Scorching heat waves in Candian oat fields slashed production to an 11-year low. Canada, the world’s biggest exporter, ships most of its oats to the US, its largest consumer.
The result so far has been a new record high in oats futures trading on the CME. The sudden spike in prices has yet to ripple through supply chains to affect consumers, though that will be coming.
According to Bloomberg, “the situation for North American farmers was so dire in the summer that many cut their losses and harvested damaged plants to be sold as feed for animals.”
What this means for consumers is that dwindling supplies and record-high prices will soon affect foods like cereals, oatmeal, and granola bars, all popular breakfast items.

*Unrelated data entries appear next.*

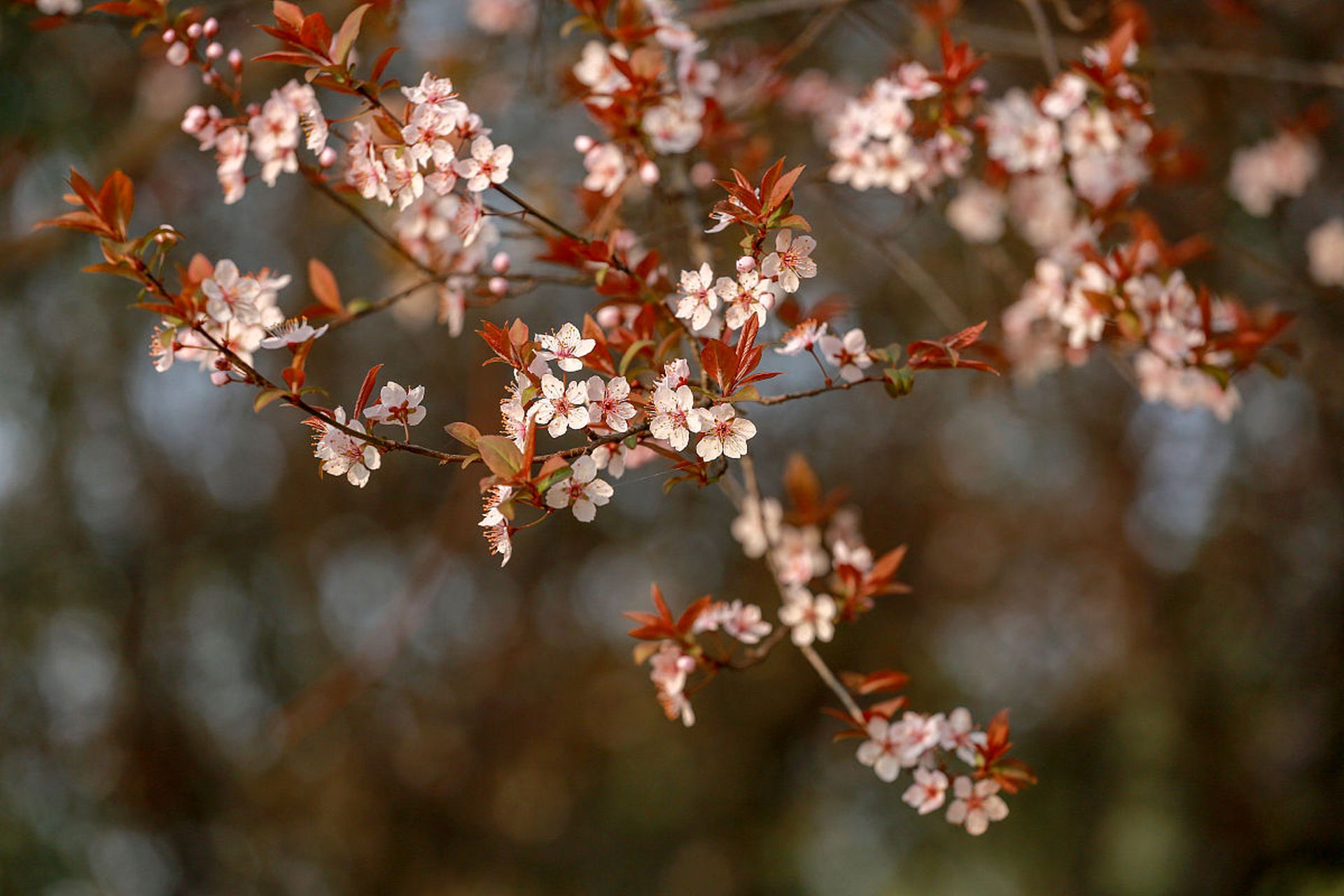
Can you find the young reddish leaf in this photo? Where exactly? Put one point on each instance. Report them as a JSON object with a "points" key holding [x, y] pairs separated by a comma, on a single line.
{"points": [[691, 613], [382, 62], [784, 187], [720, 362], [888, 564], [323, 284], [288, 14], [289, 58], [660, 603], [316, 35], [366, 390], [349, 33]]}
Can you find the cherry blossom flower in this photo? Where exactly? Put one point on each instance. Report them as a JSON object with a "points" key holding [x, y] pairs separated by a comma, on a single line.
{"points": [[882, 750], [163, 349], [673, 416], [1091, 132], [1021, 139], [608, 405], [699, 298], [1326, 253], [675, 375], [581, 492], [1066, 94], [745, 296], [724, 433], [487, 166], [790, 260], [668, 669], [343, 454], [757, 527], [809, 618], [958, 735], [292, 333], [1272, 169], [402, 176], [976, 805], [565, 347], [673, 125], [499, 533], [230, 295], [741, 621], [799, 556], [274, 136], [398, 405], [977, 213], [561, 407], [848, 354], [59, 7], [927, 793], [596, 70], [606, 168]]}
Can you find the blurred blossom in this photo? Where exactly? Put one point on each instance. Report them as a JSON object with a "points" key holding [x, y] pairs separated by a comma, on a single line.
{"points": [[128, 862]]}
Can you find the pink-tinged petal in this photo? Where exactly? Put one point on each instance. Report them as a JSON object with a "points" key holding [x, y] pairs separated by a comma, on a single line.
{"points": [[584, 511]]}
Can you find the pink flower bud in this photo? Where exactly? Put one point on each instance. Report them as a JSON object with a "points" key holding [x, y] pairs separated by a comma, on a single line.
{"points": [[194, 120]]}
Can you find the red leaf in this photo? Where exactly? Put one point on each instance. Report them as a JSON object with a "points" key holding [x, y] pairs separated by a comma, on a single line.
{"points": [[323, 284], [382, 62], [366, 390]]}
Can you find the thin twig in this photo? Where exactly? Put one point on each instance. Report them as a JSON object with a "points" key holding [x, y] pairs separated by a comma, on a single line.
{"points": [[1049, 54]]}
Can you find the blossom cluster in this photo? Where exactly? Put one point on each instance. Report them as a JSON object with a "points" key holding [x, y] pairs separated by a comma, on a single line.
{"points": [[1273, 169], [1186, 343], [648, 89], [906, 133], [270, 134]]}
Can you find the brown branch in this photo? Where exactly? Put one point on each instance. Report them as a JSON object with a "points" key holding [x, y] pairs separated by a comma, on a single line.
{"points": [[836, 386], [1049, 54]]}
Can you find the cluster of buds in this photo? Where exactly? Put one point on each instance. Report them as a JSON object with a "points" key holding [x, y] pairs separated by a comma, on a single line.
{"points": [[647, 86], [910, 131]]}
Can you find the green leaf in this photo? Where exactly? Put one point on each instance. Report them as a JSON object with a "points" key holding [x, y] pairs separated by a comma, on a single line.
{"points": [[898, 381], [500, 454], [267, 397], [464, 433], [559, 476]]}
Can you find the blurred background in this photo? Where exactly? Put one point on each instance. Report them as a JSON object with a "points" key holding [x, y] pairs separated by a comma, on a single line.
{"points": [[220, 675]]}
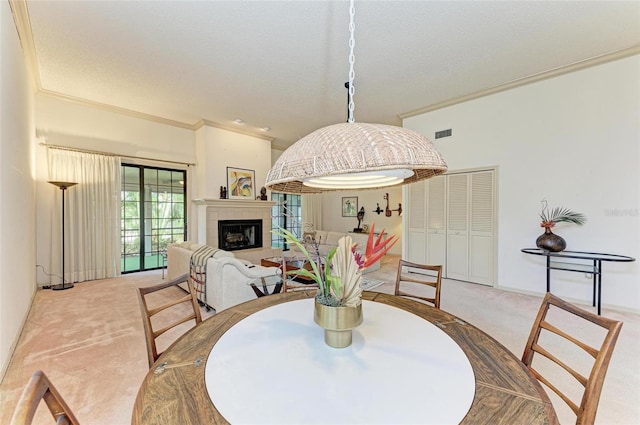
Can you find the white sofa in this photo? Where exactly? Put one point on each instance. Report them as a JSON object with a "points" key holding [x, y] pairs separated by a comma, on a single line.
{"points": [[329, 239], [228, 279]]}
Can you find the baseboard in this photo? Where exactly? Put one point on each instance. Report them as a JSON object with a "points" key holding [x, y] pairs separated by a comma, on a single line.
{"points": [[14, 343]]}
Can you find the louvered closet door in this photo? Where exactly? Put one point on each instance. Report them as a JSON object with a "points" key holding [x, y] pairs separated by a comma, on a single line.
{"points": [[481, 249], [416, 232], [458, 227], [436, 222]]}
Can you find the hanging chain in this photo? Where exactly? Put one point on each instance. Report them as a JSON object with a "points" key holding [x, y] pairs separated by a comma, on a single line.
{"points": [[352, 59]]}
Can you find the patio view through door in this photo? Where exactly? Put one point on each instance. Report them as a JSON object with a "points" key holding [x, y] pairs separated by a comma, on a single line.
{"points": [[152, 215]]}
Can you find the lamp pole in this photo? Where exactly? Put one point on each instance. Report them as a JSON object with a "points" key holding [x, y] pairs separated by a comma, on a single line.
{"points": [[63, 187]]}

Randy Strychar, president of Ag Commodity Research and Oatinformation.com, said Cheerios, the US’ most popular cereal, is made entirely of oats. He said there’s no substitute for the ingredient: “You can’t make a Cheerio out of barley.”
General Mills, the maker of Cheerios and Nature Valley granola bars, nor Quaker Oats Company, the maker of oatmeal, among others, have yet to announce price increase of their oat products, but that could be imminent or at least create an illusion of stable prices through shrinkflation.
As for Oatly Group AB, the world’s largest oat milk company, they’re able to source in the Baltics and other countries in addition to Canada to mitigate soaring prices. As for smaller North-American oat-milk producers, they could be forced to raise prices.
Another popular breakfast food facing higher prices is sugary donuts, according to Krispy Kreme, Inc., who recently warned ingredients, such as flour, butter, milk, oil, and sugar, are forcing the company to raise prices.
Global food prices rose to a new decade high last month, according to a United Nations index.
Breakfast foods might soon be the latest causality of soaring food inflation impacting the working poor the hardest.
the Fred Meyer brand of cheerios is just as good and half the cost....
Riots will start after noon due to lack of coffee.
Must be hard to find rooster eggs.
Thank you Biden. /s
The box costs more than the product
Gonna take some grit to through these next few years or yer gonna need polenta prayer...
I just raised my price per pound 14% and rationalized all brands at 18.95 per lb.
That is for our services to businesses and we supply the brewers...
bookmark
Bantam rooster eggs too.
—
Great. Transgender chickens.
Oats are for horses, not people. They could kill you!
/s
Beer will be affected.
New England IPAs hardest hit
That little 28oz can of steel cut oats was $6.00 the other day.
More likely siesta will start after noon without coffee. 🥱😴
As long as it doesn’t affect my Grape Nuts or my wife’s grits, we’re good......
I didn’t notice that oats were any more expensive at Sam’s yesterday.
But that’s a good thing, so far.
Ping.
Couldn’t see that one coming, could we with the drought this summer?
The times we're living in includes
- maybe the greatest and bloodiest mass infanticide in history led by The Untied States.
- over the last 100 years literally hundreds of millions of citizens were killed by their own corrupt totalitarian governments of Germany, USSR, and Communist China.
My Quaker Oats used to come 10 packets to a box. A few months ago boxes started coming with only eight packets.